SJ Financial

Indulge Now, Pay Later: The Pros and Cons of Afterpay

Written by Sandra on Aug 16, 2018

Afterpay is a payment solution phenomenon that has taken Australian shoppers by storm. It allows customer’s to buy something now and pay it off later, while still receiving their product straight away whether they purchased it online or in store.


Afterpay is paid a fee by retailers for each transaction. When someone purchases a product from the retailer, Afterpay pays for the product and then withdraws the amount from the customer’s bank account in four equal instalments over a 56-day period.


Now with over 160,000 Facebook followers and 26,000 on Instagram, it is clear that Afterpay is quickly gaining popularity across Australia.

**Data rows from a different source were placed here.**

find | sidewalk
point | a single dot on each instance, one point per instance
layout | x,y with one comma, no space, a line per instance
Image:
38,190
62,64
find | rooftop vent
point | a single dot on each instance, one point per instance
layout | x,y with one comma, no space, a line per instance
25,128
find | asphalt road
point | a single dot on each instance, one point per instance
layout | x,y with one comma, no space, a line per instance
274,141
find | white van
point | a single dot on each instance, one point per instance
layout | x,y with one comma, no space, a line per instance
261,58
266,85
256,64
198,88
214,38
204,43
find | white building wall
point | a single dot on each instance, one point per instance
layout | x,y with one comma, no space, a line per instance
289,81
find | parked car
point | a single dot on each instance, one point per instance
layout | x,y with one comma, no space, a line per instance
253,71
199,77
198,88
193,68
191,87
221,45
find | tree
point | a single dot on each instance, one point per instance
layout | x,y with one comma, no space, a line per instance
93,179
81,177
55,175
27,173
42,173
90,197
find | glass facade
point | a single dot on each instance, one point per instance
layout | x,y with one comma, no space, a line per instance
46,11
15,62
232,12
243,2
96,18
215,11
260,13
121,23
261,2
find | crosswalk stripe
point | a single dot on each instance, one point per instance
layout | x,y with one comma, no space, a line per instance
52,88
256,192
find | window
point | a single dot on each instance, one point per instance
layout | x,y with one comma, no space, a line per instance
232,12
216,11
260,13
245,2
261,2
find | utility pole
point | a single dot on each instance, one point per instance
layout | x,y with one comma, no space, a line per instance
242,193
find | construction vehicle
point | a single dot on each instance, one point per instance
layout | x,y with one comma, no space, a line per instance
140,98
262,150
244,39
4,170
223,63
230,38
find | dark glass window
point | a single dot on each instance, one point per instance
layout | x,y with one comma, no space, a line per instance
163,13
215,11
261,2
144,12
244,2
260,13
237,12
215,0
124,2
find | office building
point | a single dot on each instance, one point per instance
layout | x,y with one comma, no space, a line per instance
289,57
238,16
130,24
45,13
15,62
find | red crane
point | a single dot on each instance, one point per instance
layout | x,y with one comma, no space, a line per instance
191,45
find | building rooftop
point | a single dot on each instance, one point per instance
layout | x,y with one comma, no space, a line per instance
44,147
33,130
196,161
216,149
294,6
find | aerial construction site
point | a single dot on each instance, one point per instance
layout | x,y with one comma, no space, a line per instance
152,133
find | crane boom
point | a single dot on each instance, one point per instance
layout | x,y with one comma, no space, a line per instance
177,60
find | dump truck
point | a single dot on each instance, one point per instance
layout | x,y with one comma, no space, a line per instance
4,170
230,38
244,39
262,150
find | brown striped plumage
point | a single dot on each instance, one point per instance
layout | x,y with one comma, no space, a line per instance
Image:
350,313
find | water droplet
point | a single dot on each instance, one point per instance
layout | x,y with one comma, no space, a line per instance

Afterpay is inevitably a game changer for shoppers chasing a new approach to payment solutions, but what are the pros and cons?



  • Fast and easy approval

The Afterpay account set up and approval process is easy, with the only requirements being that you have to be at least 18 years old and have a valid debit or credit card to link to your account. There are no credit checks and essentially zero wait time in getting approved.


  • Immediate use

Unlike the days of lay-by, Afterpay allows customers to access their purchase before they pay it off. This means that if you buy a product in-store, you can take home your purchase immediately.


  • Automatic payment

If you aren’t good at managing your finances, it may be a pro that Afterpay takes care of repayments for you. Afterpay sets up a direct debit and charges you automatically every two weeks on your payment date. So as long as you have money in your bank account, you don’t need to stress about repayments.


  • Interest-free

Afterpay is interest-free, making it an extremely attractive payment solution for customers. Unlike a credit card or a loan, Afterpay doesn’t charge interest or require a lump sum to be paid at the end of the month.



  • Impulse spending

Although interest-free payment plans are enticing, they can lead to poor spending habits. Spending money you don’t have is an appealing option that can very easily result in a debt trap. Impulse spending while not having an effective budget in place can break your bank and leave you with a product that you can’t realistically afford.


  • Late payment fees

If you miss a payment or don’t have enough money in your bank account for a direct debit, you will face a charge of $10 and another $7 for every week that you still have an outstanding balance. For customers with multiple active payment plans with Afterpay, this can become very expensive.


  • Credit history checks

What most users aren’t aware of is that Afterpay’s terms state that the company and unspecified ‘third parties’ may go through an identity and payment verification process on your account. This means that Afterpay reserves the right to check your credit history and report defaults to credit reporting agencies.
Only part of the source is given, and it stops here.